I got it! I finally got a picture of his teeethhhhhh ❤


----------



## Ria (Aug 30, 2018)

Well done !! Thats great !! Thats really cute too


----------



## Brooke Lancelot (Jan 30, 2019)

Thank you 😂 my mom says he looks like an albino bat though


----------



## Ria (Aug 30, 2018)

Haha he looks like a cute albino bat😂


----------



## Brooke Lancelot (Jan 30, 2019)

😂😂 he says thaaanks


----------



## Ria (Aug 30, 2018)

I have one Holly somewhere where she's mid yawn and apparently looks scary😂 I think she still looks cute😂 Nice shot of the bat teeth though


----------



## Brooke Lancelot (Jan 30, 2019)

Lol I'd love to see that, and thanks.

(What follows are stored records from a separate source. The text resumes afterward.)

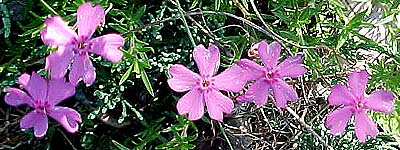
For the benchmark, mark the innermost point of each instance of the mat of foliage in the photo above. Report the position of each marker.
(130, 105)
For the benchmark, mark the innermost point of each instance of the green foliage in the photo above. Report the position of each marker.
(130, 105)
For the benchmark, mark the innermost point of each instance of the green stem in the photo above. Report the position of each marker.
(185, 23)
(49, 7)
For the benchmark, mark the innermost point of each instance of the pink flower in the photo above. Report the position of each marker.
(204, 87)
(355, 102)
(270, 77)
(43, 96)
(75, 47)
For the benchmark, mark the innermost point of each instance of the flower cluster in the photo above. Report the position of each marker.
(43, 95)
(355, 102)
(204, 88)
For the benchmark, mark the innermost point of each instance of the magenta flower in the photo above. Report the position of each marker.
(75, 47)
(355, 102)
(43, 96)
(270, 77)
(204, 88)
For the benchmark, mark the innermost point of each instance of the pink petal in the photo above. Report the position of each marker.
(82, 68)
(89, 18)
(217, 104)
(258, 92)
(340, 95)
(230, 80)
(37, 87)
(253, 70)
(16, 97)
(269, 54)
(24, 79)
(192, 103)
(37, 120)
(358, 82)
(364, 126)
(337, 120)
(67, 117)
(381, 101)
(182, 79)
(292, 67)
(59, 90)
(108, 46)
(206, 59)
(58, 62)
(283, 93)
(57, 32)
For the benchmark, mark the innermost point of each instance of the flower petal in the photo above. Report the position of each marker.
(24, 79)
(67, 117)
(206, 59)
(337, 120)
(182, 79)
(381, 101)
(291, 67)
(59, 90)
(340, 95)
(37, 120)
(269, 54)
(192, 103)
(57, 32)
(364, 126)
(108, 46)
(58, 62)
(16, 97)
(217, 104)
(358, 82)
(253, 70)
(37, 87)
(82, 68)
(89, 18)
(232, 79)
(258, 92)
(283, 93)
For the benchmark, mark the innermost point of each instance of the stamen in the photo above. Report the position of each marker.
(205, 83)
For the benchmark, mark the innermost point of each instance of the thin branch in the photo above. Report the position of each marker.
(308, 127)
(273, 34)
(70, 143)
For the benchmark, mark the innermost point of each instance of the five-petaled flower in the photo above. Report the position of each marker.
(75, 47)
(270, 77)
(204, 88)
(43, 95)
(355, 102)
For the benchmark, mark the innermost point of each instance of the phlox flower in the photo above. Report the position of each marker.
(270, 76)
(355, 102)
(76, 46)
(43, 96)
(204, 88)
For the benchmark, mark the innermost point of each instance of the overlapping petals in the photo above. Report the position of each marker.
(204, 88)
(270, 76)
(43, 95)
(76, 46)
(192, 103)
(354, 103)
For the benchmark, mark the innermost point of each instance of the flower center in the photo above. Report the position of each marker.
(41, 105)
(81, 45)
(359, 105)
(270, 75)
(205, 83)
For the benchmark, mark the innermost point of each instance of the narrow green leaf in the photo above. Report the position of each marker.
(146, 81)
(119, 146)
(126, 75)
(337, 3)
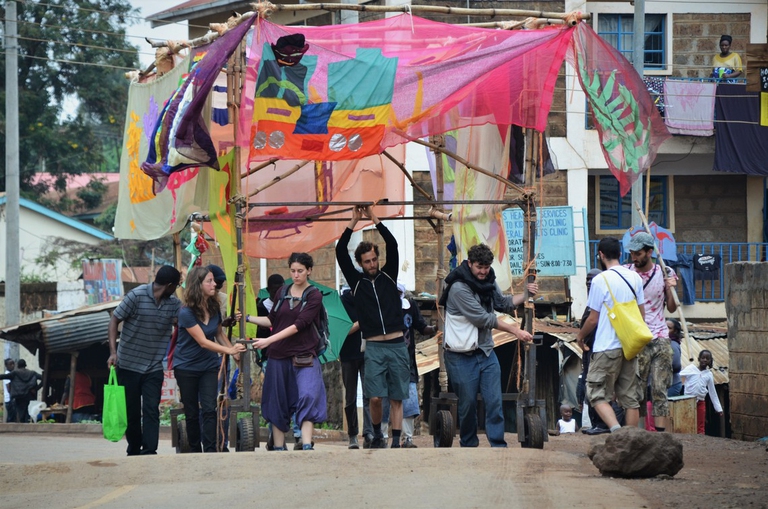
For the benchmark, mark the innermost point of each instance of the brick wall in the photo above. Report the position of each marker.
(696, 39)
(746, 304)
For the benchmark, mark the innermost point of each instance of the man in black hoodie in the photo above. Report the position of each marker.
(380, 316)
(24, 386)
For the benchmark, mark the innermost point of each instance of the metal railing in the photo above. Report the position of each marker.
(708, 286)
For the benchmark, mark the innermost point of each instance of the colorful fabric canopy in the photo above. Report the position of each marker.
(340, 95)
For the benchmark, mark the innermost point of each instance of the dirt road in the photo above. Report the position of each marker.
(88, 472)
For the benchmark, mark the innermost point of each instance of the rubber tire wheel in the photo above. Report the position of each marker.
(534, 432)
(444, 429)
(246, 436)
(182, 447)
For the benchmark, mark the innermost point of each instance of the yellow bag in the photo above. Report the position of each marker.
(628, 323)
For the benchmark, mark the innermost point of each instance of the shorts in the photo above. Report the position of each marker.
(387, 370)
(610, 374)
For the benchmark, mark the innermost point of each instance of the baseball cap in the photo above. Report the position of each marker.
(641, 241)
(218, 274)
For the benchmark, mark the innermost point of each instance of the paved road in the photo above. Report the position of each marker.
(89, 472)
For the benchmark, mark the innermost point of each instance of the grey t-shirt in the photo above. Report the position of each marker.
(463, 301)
(147, 328)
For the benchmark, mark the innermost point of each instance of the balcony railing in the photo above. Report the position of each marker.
(709, 286)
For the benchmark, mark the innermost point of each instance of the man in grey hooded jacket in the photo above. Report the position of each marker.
(472, 293)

I just spammed my camera and hoped for a good one


----------



## Ria (Aug 30, 2018)

With hedgehogs thats always the best way to do it !!
The photo is on her instagram, for whatever reason I cant add it onto here.


----------



## Brooke Lancelot (Jan 30, 2019)

Lol ok, what's her in Instagram?


----------



## Ria (Aug 30, 2018)

Holly_hedgehog_2018
Its a fair way down almost half way


----------



## moustachemoose (Dec 23, 2016)

Brooke Lancelot said:


> I got it! I finally got a picture of his teeethhhhhh ❤


Ahahaha beautiful !! What a handsome smile &#128516;


----------



## Darcie (Nov 25, 2018)

Little vanilla bat boy!!😉


----------